VGA-compatible text mode

The implementation of computer monitor text mode on VGA-compatible hardware is quite complex. Its use on PC-compatible computers was widespread in 1980s–1990s (particularly under DOS systems), but persists today for some applications even on modern desktop computers. The main features of VGA text mode are colored (arbitrary 16 color palette) characters and their background, blinking, various shapes of the cursor (block/underline/hidden static/blinking), and loadable fonts (with various glyph sizes). The Linux console traditionally uses hardware VGA-compatible text modes, and the Win32 console environment has an ability to switch the screen to text mode for some text window sizes.

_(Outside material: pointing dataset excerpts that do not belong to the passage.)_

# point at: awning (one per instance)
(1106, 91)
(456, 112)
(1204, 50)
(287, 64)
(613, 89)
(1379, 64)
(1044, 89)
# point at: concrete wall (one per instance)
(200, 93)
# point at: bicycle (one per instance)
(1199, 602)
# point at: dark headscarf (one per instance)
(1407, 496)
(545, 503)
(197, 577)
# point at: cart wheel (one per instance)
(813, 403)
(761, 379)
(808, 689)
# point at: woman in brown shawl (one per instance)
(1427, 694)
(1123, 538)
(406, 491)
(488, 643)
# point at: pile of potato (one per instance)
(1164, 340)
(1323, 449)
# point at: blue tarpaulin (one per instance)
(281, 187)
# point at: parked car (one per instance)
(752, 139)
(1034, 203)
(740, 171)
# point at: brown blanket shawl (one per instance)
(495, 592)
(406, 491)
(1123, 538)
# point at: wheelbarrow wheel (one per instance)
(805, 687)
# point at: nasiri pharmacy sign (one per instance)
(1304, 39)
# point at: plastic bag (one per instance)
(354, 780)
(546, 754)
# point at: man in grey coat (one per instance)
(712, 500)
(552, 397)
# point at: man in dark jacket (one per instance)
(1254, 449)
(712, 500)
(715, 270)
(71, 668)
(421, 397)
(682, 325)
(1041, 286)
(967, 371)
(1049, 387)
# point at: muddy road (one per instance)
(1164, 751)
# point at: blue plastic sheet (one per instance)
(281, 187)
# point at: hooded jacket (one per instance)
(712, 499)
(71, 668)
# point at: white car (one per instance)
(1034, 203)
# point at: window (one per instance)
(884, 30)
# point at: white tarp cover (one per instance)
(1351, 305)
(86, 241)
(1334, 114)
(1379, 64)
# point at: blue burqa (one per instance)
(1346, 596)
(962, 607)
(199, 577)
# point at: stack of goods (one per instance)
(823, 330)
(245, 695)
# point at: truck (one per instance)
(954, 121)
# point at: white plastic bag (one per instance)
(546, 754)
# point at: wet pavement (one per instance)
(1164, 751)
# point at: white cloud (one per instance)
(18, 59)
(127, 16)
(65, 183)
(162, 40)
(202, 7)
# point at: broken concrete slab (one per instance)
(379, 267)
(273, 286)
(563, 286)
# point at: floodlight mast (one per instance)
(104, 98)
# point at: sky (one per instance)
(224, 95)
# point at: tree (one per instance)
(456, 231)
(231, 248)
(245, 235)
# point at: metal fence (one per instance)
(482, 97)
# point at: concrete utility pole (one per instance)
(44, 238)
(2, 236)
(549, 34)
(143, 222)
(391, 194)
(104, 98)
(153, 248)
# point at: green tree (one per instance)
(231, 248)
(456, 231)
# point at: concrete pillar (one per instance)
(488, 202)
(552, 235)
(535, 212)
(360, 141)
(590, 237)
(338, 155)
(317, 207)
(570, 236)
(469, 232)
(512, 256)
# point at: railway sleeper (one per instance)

  Distinctive features of VGA text as it commonly used:

  Light gray background (normally not white).

Box drawing.

Various
back-/foreground
combinations.

CGA–EGA-style 16 color palette for foreground.
Blinking text.
  Cursor.
 
 

Data arrangement

Text buffer

Each screen character is actually represented by two bytes aligned as a 16-bit word accessible by the CPU in a single operation. The lower, or character, byte is the actual code point for the current character set, and the higher, or attribute, byte is a bit field used to select various video attributes such as color, blinking, character set, and so forth.[1] This byte-pair scheme is among the features that the VGA inherited from the EGA, CGA, and ultimately from the MDA.

Attribute Character
7 6 5 4 3 2 1 0 7 6 5 4 3 2 1 0
Blink[n 1] Background color Foreground color[n. 2][n. 3] Code point
  1. ^ Depending on the mode setup, attribute bit 7 may be either the blink bit or the fourth background color bit (which allows all 16 colors to be used as background colours).
  2. ^ Attribute bit 3 (foreground intensity) also selects between fonts A and B (see below). Therefore, if these fonts are not the same, this bit is simultaneously an additional code point bit.
  3. ^ Attribute bit 0 also enables underline, if certain other attribute bits are set to zero (see below).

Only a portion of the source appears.